Baldwin said in his Parliament speech that farmers asked the government to help with the transition to cultivation techniques that reduce water use. Those investments do bring real benefits, he argued.

“What I have seen in the places I have visited in the Basin is how our investment in water-infrastructure projects is having positive long-term outcomes for rural communities and their businesses,” Baldwin said. “Through improved irrigation-delivery infrastructure, we are seeing more opportunities for Basin farmers to get water to their farms with fewer losses along the way. Once water gets to the farm gate, the benefits of Commonwealth investment in on-farm efficiency programs have changed the nature of irrigation farming substantially, to a precise and highly technical business.”

But for Young, the larger question is why current leaders, who already control the purse strings, would lock future governments into a more expensive water-saving path.

“One would need to ask why this government needs to pass legislation to enforce an economically inefficient means of procuring water,” Young added.
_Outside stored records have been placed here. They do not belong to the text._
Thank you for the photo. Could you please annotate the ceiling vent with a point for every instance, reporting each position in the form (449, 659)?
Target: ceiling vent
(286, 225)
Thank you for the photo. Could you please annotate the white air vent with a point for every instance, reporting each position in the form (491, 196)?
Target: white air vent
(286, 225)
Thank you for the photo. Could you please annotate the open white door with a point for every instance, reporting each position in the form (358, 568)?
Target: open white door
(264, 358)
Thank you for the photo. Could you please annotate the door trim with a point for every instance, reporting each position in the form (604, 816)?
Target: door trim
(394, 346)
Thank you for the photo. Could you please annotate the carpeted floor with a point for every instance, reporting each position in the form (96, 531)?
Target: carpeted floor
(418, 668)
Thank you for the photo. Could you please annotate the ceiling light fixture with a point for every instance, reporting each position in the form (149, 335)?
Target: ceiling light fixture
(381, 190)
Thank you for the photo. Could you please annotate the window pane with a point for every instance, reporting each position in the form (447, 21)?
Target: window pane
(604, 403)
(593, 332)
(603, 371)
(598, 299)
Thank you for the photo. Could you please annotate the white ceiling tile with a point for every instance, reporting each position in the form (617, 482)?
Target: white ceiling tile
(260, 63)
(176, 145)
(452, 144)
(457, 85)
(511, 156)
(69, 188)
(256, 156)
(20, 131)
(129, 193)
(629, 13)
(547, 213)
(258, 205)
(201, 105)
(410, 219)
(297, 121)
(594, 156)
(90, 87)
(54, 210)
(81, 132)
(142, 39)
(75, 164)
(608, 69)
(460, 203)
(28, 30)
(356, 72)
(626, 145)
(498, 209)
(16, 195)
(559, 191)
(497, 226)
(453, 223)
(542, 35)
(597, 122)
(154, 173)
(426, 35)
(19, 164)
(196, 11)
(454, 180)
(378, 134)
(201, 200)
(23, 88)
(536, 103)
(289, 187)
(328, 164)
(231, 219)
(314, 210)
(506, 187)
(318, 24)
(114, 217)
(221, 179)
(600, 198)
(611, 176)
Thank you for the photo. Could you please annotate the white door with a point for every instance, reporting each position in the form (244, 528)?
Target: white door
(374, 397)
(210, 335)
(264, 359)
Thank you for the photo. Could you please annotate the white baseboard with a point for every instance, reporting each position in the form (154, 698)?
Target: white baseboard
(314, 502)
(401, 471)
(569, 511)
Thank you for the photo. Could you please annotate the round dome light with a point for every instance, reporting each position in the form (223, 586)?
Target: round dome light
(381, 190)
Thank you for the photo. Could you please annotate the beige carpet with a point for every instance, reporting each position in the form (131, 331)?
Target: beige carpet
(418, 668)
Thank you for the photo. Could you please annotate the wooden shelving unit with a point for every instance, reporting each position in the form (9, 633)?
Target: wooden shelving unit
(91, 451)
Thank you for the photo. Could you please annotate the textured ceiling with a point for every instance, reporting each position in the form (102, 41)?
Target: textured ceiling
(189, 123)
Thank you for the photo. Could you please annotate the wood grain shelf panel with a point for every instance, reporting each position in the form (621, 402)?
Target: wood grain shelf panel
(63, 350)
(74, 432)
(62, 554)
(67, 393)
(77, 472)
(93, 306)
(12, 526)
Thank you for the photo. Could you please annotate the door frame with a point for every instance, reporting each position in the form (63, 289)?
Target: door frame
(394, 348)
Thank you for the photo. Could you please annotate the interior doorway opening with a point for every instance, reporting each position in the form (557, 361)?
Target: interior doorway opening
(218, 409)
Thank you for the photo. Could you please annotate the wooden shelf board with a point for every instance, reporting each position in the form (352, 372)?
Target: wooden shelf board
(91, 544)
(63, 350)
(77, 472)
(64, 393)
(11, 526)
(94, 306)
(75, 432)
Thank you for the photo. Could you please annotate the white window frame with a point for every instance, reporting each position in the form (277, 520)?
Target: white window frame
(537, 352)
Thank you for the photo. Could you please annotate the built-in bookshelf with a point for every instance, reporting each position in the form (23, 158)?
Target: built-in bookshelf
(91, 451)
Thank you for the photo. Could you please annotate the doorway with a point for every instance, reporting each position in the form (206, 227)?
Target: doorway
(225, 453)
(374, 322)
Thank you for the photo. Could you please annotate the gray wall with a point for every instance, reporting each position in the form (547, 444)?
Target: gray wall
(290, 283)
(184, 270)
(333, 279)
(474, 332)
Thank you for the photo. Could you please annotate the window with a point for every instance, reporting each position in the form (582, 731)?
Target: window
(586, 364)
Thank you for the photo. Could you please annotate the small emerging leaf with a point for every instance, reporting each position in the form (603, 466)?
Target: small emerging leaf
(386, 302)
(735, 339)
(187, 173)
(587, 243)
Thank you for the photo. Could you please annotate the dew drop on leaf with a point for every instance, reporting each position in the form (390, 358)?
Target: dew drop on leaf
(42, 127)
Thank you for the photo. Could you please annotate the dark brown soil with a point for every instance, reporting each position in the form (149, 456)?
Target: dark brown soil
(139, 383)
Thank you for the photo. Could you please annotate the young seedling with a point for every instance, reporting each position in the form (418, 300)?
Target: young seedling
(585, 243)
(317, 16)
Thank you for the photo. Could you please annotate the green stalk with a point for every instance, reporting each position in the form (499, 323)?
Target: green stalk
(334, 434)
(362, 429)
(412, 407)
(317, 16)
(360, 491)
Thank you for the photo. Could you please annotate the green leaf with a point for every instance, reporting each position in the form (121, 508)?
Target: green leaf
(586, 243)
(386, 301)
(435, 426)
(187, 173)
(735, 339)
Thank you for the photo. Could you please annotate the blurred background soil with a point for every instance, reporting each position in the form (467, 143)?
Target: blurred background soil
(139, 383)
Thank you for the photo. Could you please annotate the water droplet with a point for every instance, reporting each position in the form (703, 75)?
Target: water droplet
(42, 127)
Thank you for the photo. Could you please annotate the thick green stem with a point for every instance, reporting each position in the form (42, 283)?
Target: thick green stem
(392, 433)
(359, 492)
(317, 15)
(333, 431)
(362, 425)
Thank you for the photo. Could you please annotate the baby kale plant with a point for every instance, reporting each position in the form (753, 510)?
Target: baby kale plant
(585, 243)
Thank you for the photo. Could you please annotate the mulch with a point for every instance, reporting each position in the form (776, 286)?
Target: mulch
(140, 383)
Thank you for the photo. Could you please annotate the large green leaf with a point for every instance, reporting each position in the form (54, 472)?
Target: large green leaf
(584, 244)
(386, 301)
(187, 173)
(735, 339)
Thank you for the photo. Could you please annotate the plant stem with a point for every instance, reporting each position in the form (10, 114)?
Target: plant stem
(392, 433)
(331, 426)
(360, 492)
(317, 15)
Baldwin did not respond to questions about the proposal that were submitted by Circle of Blue through his press office.

47 replies
  1. Darren De Bortoli says:

    Why not talk about the destruction of 94% of the wetlands of south east South Australia or how 40% of the south east was wet lands pre European. How 2500 km of artificial drains now discharge the water from those wet lands out to sea killing their sea grasses .We could talk about how 4 trillion litres of water once flowed from the south up the Coorong now removed by those drains and how that has resulted now in a black stinking sludge sediment that is exponentially increasing at 6.4 mm a year in the southern lagoon and 5 mm a year in the northern lagoon of the Coorong and how those waters once flowed into the lower lakes and eventually out through the so called Murray mouth into the southern ocean. We could talk about how a vibrant estuarine system and important fish nursery was destroyed by the construction of 7.6 km of sea wall which lifted the artificial fresh water level 750 mm in the lower lakes and affected 265 km of river upstream , increasing the ingress of salt into the river and lower lakes and how that has elevated the water table now resulting in the death of river gums and river bank collapses. I could go on and on and on but I think you have gotten the message . In the name of this so called “Alice in wonderland” environment South Australia has presided over one of the greatest disasters of modern times . The real story is how successive South Australian Labour Governments with the help of at least $800,000 of payments to a former Liberal Premier Dean Brown as an advisor created one of the greatest environmental frauds in modern times and how stupidity , ignorance and belligerence helped them achieve this end . The real fraud was the listing under Ramsar in 1985 of the Coorong as a reverse estuarine system and the lower lakes as a fresh water system and the subsequent wording in the Water Act that stated the water of the mighty Murray must be supplied to these Ramsar listed sites . So this great evil will destroy the communities of the Murray Darling basin and the reason the cap is being legislated ( and you wonder why the Federal Government and Bob Baldwin remain silent, how embarrassing is this for Australia in the international environmental community ) but that still is not enough , the water that was stolen from these upstream communities must be returned within reason

  2. Virginia Tropeano says:

    Totally agree with you Darren. Disconnecting the Lower Lakes from the ocean has produced an annual requirement for 950 GL of freshwater just to replace evaporative losses each year. This could instead be refilled by seawater. 4000 to 6000 GL of environmental flow are required each year to maintain this artificial freshwater ecosystem.
    The Lower Lakes have been partly salty for at least 6,000 years before the barrages were built and the ecosystem of the Lakes benefited from these seawater inflows. They were once a vast estuarine ecosystem connected with the Coorong but the presence of the barrages has caused an abrupt change in the water environment and destroyed the once thriving mulloway fishing industry. It is quite sad to go to the Goolwa barrage and see the poor fish trying desperately to get into the lake whilst being picked off by the birds and the NZ fur seals.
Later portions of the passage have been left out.